Uscita autostradale. Nuova contesa tra Angri e Sant’Antonio Abate

Si riaccende la guerra di confine tra Angri e Sant'Antonio Abate. La tensione tra le due cittadine di confine raggiunge nuovi livelli di contrapposizione

Cosimo Ferraioli e Ilaria Abagnale guerra di confine - Agro24
Cosimo Ferraioli e Ilaria Abagnale guerra di confine - Agro24
Uscita autostradale. Nuova contesa tra Angri e Sant’Antonio Abate

Si riaccende la guerra di confine tra Angri e Sant’Antonio Abate. La tensione tra le due cittadine di confine raggiunge nuovi livelli di contrapposizione con la disputa sulla ridenominazione dell’uscita autostradale, segnando un ulteriore capitolo nella “guerra territoriale” tra le due città. Dopo le controversie riguardanti i sensi unici di Via Satriano, di qualche anno fa, la sindaca di Sant’Antonio Abate, Ilaria Abagnale, ha richiesto la denominazione dell’uscita dell’autostrada 3 della diramazione con l’indicazione del suo comune. Questo ha prima mobilitato il gruppo consigliare di “Progettiamo Angri”, che ha sollecitato il sindaco Cosimo Ferraioli a prendere una ferma posizione contro questa presunta “forzatura abatese” e poi la stessa amministrazione angrese.

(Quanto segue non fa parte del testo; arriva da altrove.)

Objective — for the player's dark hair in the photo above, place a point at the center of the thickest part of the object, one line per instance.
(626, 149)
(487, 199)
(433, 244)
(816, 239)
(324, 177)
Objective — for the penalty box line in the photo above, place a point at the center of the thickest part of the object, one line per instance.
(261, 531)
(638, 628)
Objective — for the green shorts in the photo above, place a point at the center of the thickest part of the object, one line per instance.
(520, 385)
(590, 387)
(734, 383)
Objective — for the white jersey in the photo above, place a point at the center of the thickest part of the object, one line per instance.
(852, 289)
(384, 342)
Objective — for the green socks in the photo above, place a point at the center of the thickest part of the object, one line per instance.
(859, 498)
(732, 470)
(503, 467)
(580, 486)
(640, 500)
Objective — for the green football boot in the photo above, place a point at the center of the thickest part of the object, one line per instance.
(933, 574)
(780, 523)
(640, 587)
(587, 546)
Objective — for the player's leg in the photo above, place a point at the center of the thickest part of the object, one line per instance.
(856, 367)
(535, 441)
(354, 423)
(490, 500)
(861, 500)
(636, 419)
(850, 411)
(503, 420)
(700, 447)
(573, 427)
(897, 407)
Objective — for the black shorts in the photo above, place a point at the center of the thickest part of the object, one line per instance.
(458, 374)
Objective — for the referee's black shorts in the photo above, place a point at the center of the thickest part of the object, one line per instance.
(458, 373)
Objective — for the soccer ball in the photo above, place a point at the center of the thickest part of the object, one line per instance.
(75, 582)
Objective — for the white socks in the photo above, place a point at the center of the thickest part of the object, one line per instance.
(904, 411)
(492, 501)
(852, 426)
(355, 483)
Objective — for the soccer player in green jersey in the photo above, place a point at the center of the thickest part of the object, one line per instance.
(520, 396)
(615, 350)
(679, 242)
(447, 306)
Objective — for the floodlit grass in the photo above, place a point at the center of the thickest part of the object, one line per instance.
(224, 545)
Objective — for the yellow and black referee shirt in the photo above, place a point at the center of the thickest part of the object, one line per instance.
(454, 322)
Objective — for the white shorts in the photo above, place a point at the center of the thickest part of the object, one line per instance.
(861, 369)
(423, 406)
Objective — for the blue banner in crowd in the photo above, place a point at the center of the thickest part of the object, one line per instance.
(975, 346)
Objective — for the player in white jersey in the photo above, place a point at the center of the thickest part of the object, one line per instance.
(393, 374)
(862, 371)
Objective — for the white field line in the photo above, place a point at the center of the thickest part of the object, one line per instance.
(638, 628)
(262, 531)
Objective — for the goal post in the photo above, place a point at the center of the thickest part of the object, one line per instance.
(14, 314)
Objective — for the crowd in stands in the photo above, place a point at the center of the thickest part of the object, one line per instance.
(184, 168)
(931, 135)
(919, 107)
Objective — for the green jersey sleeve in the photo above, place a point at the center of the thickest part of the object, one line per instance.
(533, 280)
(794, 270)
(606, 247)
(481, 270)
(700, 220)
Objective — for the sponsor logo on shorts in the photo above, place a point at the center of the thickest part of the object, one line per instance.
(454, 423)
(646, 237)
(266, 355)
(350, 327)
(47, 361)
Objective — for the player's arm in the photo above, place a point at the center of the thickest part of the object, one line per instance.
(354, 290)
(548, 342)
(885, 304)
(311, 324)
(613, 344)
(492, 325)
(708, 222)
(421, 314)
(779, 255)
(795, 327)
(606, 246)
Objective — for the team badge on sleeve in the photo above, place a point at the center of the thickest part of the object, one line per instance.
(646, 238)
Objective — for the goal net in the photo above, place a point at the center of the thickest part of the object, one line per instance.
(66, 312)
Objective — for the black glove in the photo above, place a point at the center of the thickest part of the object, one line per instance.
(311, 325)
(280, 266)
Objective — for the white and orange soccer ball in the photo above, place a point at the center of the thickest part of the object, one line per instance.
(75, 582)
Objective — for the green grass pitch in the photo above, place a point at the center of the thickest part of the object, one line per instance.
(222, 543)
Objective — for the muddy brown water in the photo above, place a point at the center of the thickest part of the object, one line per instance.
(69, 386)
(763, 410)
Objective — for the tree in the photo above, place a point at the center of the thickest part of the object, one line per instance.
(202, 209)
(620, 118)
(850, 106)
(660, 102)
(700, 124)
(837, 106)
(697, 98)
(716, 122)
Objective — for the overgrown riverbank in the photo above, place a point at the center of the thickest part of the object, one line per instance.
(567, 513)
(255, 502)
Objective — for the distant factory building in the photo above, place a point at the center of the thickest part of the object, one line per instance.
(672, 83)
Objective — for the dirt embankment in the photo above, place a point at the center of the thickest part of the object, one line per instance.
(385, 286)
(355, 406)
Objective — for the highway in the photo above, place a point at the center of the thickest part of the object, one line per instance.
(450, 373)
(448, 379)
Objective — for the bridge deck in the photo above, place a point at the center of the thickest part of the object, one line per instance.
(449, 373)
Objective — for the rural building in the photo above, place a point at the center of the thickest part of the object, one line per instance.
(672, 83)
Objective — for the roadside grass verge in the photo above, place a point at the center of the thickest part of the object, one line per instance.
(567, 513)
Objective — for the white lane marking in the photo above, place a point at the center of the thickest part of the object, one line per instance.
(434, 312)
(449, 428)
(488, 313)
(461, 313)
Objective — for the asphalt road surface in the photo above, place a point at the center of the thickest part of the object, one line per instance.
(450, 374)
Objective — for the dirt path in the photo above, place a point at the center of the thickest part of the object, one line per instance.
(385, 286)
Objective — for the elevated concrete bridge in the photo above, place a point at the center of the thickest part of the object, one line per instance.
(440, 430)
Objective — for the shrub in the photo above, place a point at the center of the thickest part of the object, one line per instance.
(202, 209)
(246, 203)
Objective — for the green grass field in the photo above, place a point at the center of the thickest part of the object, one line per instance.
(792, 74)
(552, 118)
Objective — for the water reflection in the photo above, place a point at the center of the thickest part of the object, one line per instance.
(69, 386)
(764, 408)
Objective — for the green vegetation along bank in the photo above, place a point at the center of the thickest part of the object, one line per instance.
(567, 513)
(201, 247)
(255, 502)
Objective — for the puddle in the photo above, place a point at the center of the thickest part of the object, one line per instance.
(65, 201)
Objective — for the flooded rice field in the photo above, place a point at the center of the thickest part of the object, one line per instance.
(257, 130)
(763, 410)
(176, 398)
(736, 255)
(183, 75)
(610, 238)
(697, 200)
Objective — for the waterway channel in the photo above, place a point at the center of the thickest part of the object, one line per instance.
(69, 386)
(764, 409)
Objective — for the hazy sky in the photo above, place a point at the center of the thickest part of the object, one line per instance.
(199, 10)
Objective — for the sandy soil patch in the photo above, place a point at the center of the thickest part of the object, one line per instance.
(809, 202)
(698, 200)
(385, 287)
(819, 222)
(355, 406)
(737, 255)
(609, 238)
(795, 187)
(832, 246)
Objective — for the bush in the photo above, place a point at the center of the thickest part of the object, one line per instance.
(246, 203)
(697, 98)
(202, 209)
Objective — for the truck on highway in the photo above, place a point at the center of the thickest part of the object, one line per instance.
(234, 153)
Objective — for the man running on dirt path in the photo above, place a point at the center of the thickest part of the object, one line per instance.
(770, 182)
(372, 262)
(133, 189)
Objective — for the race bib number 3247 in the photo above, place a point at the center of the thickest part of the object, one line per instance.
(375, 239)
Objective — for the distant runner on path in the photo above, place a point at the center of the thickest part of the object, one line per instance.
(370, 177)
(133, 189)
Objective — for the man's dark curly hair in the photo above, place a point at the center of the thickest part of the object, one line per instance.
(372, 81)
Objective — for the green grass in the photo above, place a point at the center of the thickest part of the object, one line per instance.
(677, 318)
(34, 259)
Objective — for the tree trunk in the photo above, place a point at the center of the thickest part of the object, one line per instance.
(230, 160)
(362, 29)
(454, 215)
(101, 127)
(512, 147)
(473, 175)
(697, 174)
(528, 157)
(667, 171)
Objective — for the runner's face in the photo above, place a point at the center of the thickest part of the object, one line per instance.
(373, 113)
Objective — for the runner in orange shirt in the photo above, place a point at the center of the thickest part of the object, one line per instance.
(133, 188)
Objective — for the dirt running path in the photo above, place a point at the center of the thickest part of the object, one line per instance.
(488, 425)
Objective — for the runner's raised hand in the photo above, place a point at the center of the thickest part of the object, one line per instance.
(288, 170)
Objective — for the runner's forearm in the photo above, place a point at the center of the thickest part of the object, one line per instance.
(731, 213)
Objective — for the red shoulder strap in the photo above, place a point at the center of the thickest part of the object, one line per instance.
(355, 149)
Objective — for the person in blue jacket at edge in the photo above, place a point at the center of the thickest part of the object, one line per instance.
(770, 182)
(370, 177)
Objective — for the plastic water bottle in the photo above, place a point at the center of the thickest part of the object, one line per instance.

Ferraioli rivendica la titolarità della denominazione

In risposta, Ferraioli ha ufficialmente rivendicato la titolarità dell’eventuale nuova denominazione, suggerendo “USCITA ANGRI NORD”. Nella nota social ha sottolineato che solo le rampe di collegamento al casello ricadono parzialmente nel territorio di Sant’Antonio Abate, mentre il casello stesso e l’ingresso alla SS 268 sono interamente afferenti ad Angri. La dichiarazione avverte che qualsiasi denominazione che ignorasse la territorialità del casello sarebbe oggetto di contestazione in tutte le sedi. Quindi gli animi si accendono.

La frattura

Questa spaccatura evidenzia la mancanza di dialogo tra le due comunità confinanti, mettendo in risalto una discordia che va oltre le questioni di traffico e indicazioni stradali, sottolineando una profonda divisione su questioni territoriali e di rappresentanza. Resta da vedere se il confronto avrà una risoluzione pacifica o accentuerà ulteriormente le tensioni tra Angri e Sant’Antonio Abate.

Richiesta pretestuosa

“È una richiesta che riteniamo pretestuosa, come ampiamente espresso, resto sempre disponibile al dialogo, al confronti, anche quando è evidente e sotto gli occhi di tutti la non – volontà (di parte) a dialogare tra comuni confinanti su questioni che interessano la collettività” manda a dire Ferraioli alla sua omologa Ilaria Abagnale.